State of Merrill Lynch up to its acquisition Print E-mail
Written by Bob   
The story within the story here is what was the state of Merrill Lynch leading up to the acquisition, and how did it get that way. A separate and rigorous inquiry is needed into how they could have taken on so much risk? The general public, even the press and congress, have become desensitized to the collapse of ML, in part, because the notion of taking on to much risk and possessing toxic assets is not news. As well, the manner in which ML revealed its losses, by eight and ten billions of dollars at a time, has somewhat softened the blow of their having required...if you count what was requested after the B of A, merger...over $85 billion dollars from the federal government. In the interest of disclosure, I worked there for many years.

As the firm evolved away from what I would call corporate focused executives who worried about the enterprise, and towards trading floor and finance types who worried about the P and L of institutional business units, and the remuneration for individuals and themselves associated with these businesses, the internal culture became as toxic as the assets that would later bring it down. The big time trading heads would look down their noses at retail and asset management businesses and concentrate on ways to undermine them, and the senior executives who ran them. They succeeded. Like anything of this nature, it took time. Orange County and Enron, if you check the records, show a firm unwilling to open its books and admit its transgressions, as had been its culture, instead stonewalling with legally permissible, though somewhat incredible, courtroom maneuvers, going so far as appeal a judge's decision to publish grand jury testimony which he felt would benefit the public good if done. Again, this was the firm's right, but what was it worried about. lastly, the palace coup that put in place the men and women who brought down the firm will, or should, be studied at Harvard Business School, or maybe political science departments, for the manner in which the ascending chairman consolidated the chairmanship and the presidency, got rid of every rival and most direct reports, filled key roles with weak sycophants, and dismissed the very two men on the board who engineered the coup for him.

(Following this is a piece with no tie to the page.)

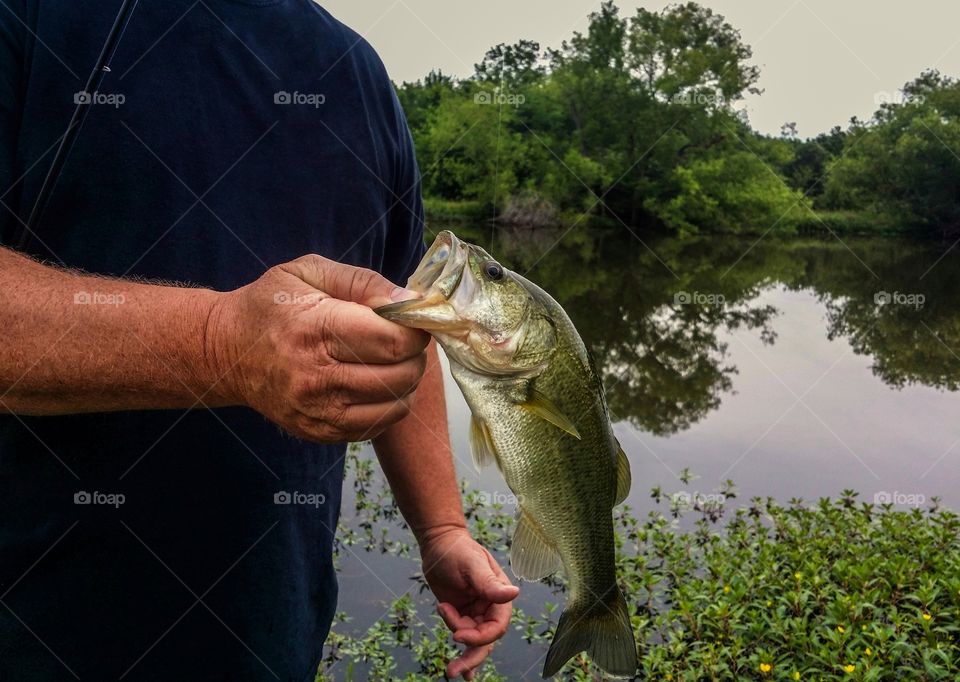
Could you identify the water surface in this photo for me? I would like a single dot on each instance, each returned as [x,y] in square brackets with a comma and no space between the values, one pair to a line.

In fairness, I have an axe to grind with the way the firm was run during may last years, and my last days were spend with a heavy heart. That said, I loved the company and it was as much an influence on my life as my family. Now, this is my take, my opinion. But, nonetheless, here we are: Careers ruined. Life savings savaged. Jobs lost...and a country put at greater risk by financial mismanagement, than the threats of nuclear power and decease combined. Its time someone looked into what happened at Merrill Lynch, and hold those responsible to account.